Swimming is said to be one of the best sports for inducing an Alpha state. An alpha state refers to the brainwave frequency range associated with a relaxed yet alert state of mind. This state is characterized by feelings of calmness, reduced stress, and increased creativity. Alpha waves are typically dominant when the brain is idle or passively engaged. They are linked to the "flow state," when you feel fully engaged and focused without intense mental effort. The alpha state enhances problem-solving abilities by allowing the mind to wander and explore new ideas.
Being near a body of water and not swimming is torturous to me. On holiday, I try to get as much swim time as possible. The idea of bobbing around by the shore, packed among dozens of people, while being babysat by a lifeguard overseeing this adult playpen situation, does not appeal to me at all. I don’t like swimming in oceans in general, with their waves, riptides and exotic aquatic life. Lakes are too murky. Nothing comes close to the calm, clear, rugged beauty of the Mediterranean in my book. My perfect getaway is setting off to explore and drifting freely from cove to cove for hours, with the occasional thrill of jumping off those porous cliffs that resemble pumice.
My next swimming frontier, a dream I have stashed away in the back of my head, is attending a Total Immersion open water swim camp. You’re out with a group in open water all day, working on technique and endurance. They’re usually located in picturesque little villages on a coast carved with pine-lined bays and inlets.
Through teaching me to swim properly — where breathing and motions became effortless — the Alien Lizard liberated me from the shackles of my physical self. He taught me a way to escape gravity, zoom out of the noise and commotion, and focus inward.
It’s pure sorcery.
-you've an amazing skill at writing
-if you ever do "Ask Me Anything" or a survey or something -I'll participate. I've some questions that don't belong here in this format. They're not really formed, they're kinda...at the "rare" point of being ready. They do steam from fascination though.

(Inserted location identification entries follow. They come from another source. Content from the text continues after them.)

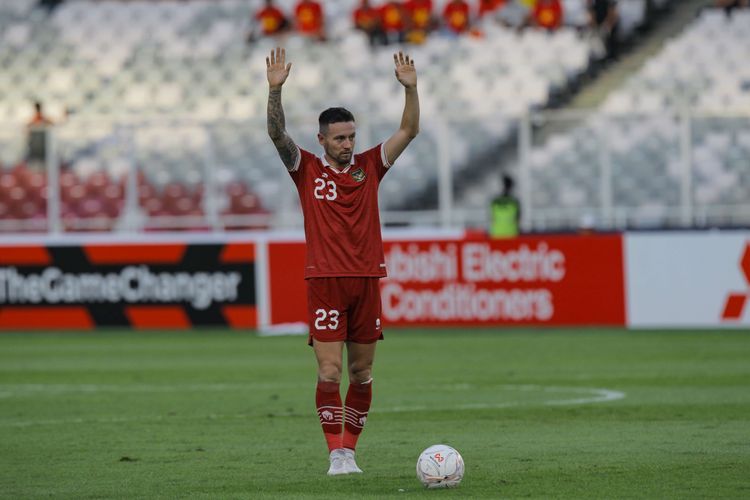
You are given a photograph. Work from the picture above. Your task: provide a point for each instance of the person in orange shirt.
(309, 19)
(367, 19)
(547, 14)
(269, 21)
(421, 20)
(393, 19)
(456, 16)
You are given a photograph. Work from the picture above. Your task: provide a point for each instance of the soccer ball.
(440, 466)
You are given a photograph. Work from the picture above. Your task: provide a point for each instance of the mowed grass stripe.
(216, 414)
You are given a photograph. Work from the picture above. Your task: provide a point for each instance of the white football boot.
(338, 463)
(350, 464)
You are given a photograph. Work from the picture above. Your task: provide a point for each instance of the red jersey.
(271, 20)
(456, 16)
(421, 13)
(392, 17)
(548, 14)
(309, 17)
(342, 220)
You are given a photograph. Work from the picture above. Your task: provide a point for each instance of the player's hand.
(277, 70)
(405, 72)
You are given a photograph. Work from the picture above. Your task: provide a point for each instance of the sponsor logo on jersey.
(358, 175)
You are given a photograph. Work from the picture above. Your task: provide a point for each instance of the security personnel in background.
(505, 212)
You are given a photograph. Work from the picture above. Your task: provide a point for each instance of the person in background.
(50, 5)
(456, 17)
(730, 5)
(268, 21)
(36, 138)
(604, 18)
(490, 6)
(368, 20)
(421, 20)
(309, 19)
(547, 14)
(513, 13)
(394, 20)
(505, 212)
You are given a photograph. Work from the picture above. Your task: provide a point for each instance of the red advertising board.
(532, 280)
(549, 280)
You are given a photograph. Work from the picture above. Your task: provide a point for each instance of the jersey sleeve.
(379, 159)
(302, 158)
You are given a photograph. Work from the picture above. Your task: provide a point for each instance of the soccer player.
(338, 193)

Cool! Like you I never had real swim lessons as a child: my family spent summers on the lake, in boats, so I just had to learn to swim. It is cold water but as soon as it became even slightly endurable we were in it. I love swimming in the wild, whether lake or ocean. Back when I lived in Greece, I was always in the water.
I most often do the “Sochi breaststroke” hahahaha. But you make a good case for actually learning to swim.